Естественно, что советский режим, видя эту политику Соединенных Штатов, направлял своему представителю в Дайрене все более жесткие инструкции, и. в конце концов, Япония приняла решение прекратить переговоры. Другая причина прекращения этих переговоров состояла в том, что европейские державы должны были провести конференцию с участием Советов. Собравшаяся в Генуе, эта конференция, вскоре, однако, завершилась без каких-либо результатов, ибо европейские державы потребовали от Советской России (1) признания иностранных долгов довоенного и военного времени; (2) предоставления режима особого благоприятствования для иностранцев; (3) выплаты иностранцам компенсации за ущерб, причиненный революцией, и т.д. Советская делегация со своей стороны потребовала (1) официально признать советский режим; (2) взаимно отказаться от компенсации за ущерб, причиненный блокадой и интервенцией, и от долгов военного времени; (3) предоставить кредиты советскому режиму и т.д. Вслед за Генуэзской конференцией состоялась конференция в Гааге, но и там дело не сдвинулось с места, и стороны лишь повторили требования, выдвинутые в Генуе. Однако во время Генуэзской конференции состоялись переговоры между двумя изгоями того времени, Россией и Германией, и в апреле 1922 года эти страны заключили Рапалльский договор. Советский режим постепенно утверждался на международной арене. (Примерно в это время я стал руководителем Сектора).
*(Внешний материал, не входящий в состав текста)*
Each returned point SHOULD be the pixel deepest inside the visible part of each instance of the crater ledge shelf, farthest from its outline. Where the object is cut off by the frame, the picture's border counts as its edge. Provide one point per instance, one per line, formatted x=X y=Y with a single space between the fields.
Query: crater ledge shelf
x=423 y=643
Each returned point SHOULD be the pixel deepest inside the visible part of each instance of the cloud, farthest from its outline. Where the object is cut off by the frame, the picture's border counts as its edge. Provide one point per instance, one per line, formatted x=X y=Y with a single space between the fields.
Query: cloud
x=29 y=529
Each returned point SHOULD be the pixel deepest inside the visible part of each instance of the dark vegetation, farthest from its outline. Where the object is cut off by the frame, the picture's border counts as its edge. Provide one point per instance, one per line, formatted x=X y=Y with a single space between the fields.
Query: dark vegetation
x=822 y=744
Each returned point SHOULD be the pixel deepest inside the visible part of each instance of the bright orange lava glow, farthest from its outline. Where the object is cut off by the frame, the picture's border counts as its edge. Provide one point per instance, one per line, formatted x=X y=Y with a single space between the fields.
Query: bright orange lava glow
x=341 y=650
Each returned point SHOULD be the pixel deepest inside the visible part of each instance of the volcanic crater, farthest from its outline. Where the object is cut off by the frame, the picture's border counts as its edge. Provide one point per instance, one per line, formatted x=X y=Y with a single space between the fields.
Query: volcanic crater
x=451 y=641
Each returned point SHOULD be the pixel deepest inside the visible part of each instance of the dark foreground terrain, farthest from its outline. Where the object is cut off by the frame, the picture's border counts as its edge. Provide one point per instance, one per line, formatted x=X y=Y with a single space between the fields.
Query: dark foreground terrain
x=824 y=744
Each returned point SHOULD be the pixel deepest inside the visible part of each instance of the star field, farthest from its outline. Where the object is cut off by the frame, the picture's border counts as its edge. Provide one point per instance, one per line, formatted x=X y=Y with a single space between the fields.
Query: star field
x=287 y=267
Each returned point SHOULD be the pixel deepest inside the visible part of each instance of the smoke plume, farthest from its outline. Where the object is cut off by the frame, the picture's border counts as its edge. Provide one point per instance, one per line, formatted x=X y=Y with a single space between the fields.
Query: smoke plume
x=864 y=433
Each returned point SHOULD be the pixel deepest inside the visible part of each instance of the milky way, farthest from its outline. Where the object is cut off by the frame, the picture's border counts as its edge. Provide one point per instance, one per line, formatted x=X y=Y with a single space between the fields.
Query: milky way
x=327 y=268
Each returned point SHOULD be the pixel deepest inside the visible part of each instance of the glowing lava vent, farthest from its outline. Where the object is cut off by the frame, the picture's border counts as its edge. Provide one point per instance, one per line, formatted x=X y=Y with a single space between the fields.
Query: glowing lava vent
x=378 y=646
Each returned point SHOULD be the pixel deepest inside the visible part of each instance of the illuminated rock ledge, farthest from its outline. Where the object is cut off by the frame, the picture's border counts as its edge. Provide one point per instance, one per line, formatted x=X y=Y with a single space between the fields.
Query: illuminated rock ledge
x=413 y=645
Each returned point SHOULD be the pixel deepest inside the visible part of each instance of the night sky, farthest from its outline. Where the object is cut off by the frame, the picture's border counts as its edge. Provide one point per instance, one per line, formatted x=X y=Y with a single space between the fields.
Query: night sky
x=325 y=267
При таких обстоятельствах конференция в Чанчуне, где японская сторона намеревалась предпринять очередную попытку добиться удовлетворения своих требований до вывода войск, не имела шансов на успех. Встреча между представителем Японии, директором Европейско-Американского бюро Мацудайра, и представителем Дальневосточной республики и Советской России Иоффе была прервана в самом начале. Прежде, чем переговоры в преддверии вывода войск дали какие-либо результаты, Япония, в какой-то мере руководствуясь обязательствами перед Соединенными Штатами, приняла решение эвакуировать все войска из Сибири с оговоркой, что продлит оккупацию Северного Сахалина в качестве меры, гарантирующей решение инцидента в Николаевске.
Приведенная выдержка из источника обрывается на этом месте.